You may have noticed that your camera has a maximum shutter speed at which it can be used with flash. With some cameras this can be as low as 1/125 sec, but many can muster 1/250sec. It’s known as the maximum sync speed, and it’s a feature of the way that a mechanical shutter works. 

The easiest way to understand sync speed is to think of the shutter as two curtains either side of the sensor. In normal state, one curtain is closed so the sensor isn’t exposed to light. When the shutter release is pressed, the closed curtain opens to expose the sensor. Then when the exposure time is reached the other curtain closes behind the first, plunging the sensor back into darkness. 

When the shutter speed is set to the maximum sync speed or slower, the first curtain is full open before the second starts to close. This means that at some point the entire sensor is exposed and provided the flash fires at that time, it will receive a uniform amount of light so the image will be correctly exposed.

If the shutter speed is set higher than the synch speed, the second curtain will already have started to close before the first is fully open. This means that only part of the sensor is exposed at any one time. As a result, when the flash fires only the exposed area will receive light and there will be dark band in the image where the shutter curtain is closed.

With very fast shutter speeds the second curtain starts to close almost immediately after the first one opens so only a very thin strip of the sensor is exposed at any time. As the strip moves quickly across the sensor, the majority of the chip won’t receive any flash light and only a sliver of the image will be correctly exposed.

In many instances it’s not a problem to use a relatively slow shutter speed with flash, but if you’re shooting outdoors and want to use a wide aperture to blur the background or freeze a fast-moving subject, you’re stuck. Thankfully many modern flash units offer a solution to this problem by having a high-speed sync mode.


When a flash fires normally, a single burst of light builds to a peak before dying off.

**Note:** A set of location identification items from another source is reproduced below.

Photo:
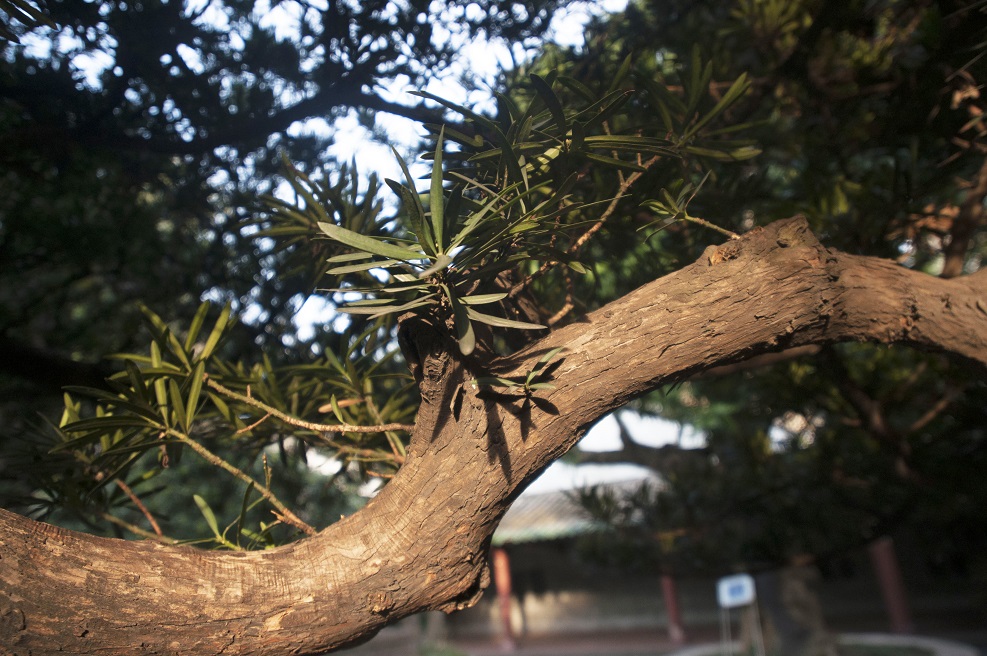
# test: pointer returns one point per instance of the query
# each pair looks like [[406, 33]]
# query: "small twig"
[[625, 185], [612, 207], [137, 502], [301, 423], [136, 530], [210, 457], [247, 429]]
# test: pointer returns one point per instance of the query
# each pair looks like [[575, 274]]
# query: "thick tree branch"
[[423, 541]]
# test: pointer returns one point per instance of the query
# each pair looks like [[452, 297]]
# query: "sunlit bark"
[[423, 543]]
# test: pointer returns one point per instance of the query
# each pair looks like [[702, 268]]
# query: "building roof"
[[552, 516]]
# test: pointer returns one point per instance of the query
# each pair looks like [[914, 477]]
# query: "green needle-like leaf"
[[369, 244], [208, 514], [435, 198]]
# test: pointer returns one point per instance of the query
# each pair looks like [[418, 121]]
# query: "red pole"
[[885, 564], [502, 581], [675, 631]]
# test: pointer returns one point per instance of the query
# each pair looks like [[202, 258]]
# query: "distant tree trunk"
[[424, 541], [885, 563], [792, 609]]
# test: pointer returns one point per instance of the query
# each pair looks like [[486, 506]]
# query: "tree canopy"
[[538, 279]]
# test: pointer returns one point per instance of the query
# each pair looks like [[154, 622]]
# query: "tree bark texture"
[[423, 542]]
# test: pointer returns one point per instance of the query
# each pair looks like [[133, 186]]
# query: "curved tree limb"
[[422, 543]]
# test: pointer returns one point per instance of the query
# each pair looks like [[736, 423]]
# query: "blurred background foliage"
[[141, 187]]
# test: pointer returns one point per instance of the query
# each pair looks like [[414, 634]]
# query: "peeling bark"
[[423, 542]]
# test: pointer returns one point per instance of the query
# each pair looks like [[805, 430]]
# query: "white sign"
[[734, 591]]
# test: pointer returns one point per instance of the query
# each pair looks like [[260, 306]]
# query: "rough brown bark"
[[423, 542]]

The duration of the flash is usually just a small fraction of exposure time. However when high-speed sync mode is engaged, the flash becomes a strobe and pulses of light create what to our eyes looks like constant light. As a result, flash light is produced during the entire journey of the shutter curtains across the sensor, thus ensuring that whole area is exposed correctly even at very fast shutter speeds.

 Because the flash light needs to have the same brightness throughout the exposure, in high-speed mode you can’t get the same intensity of light that you can from using flash normally. That means you can’t use it for blasting out the Californian sun and batteries can drain quite quickly, but in many outdoor situations you can use shutter speeds that allow you to freeze a fast subject or shoot wide-open.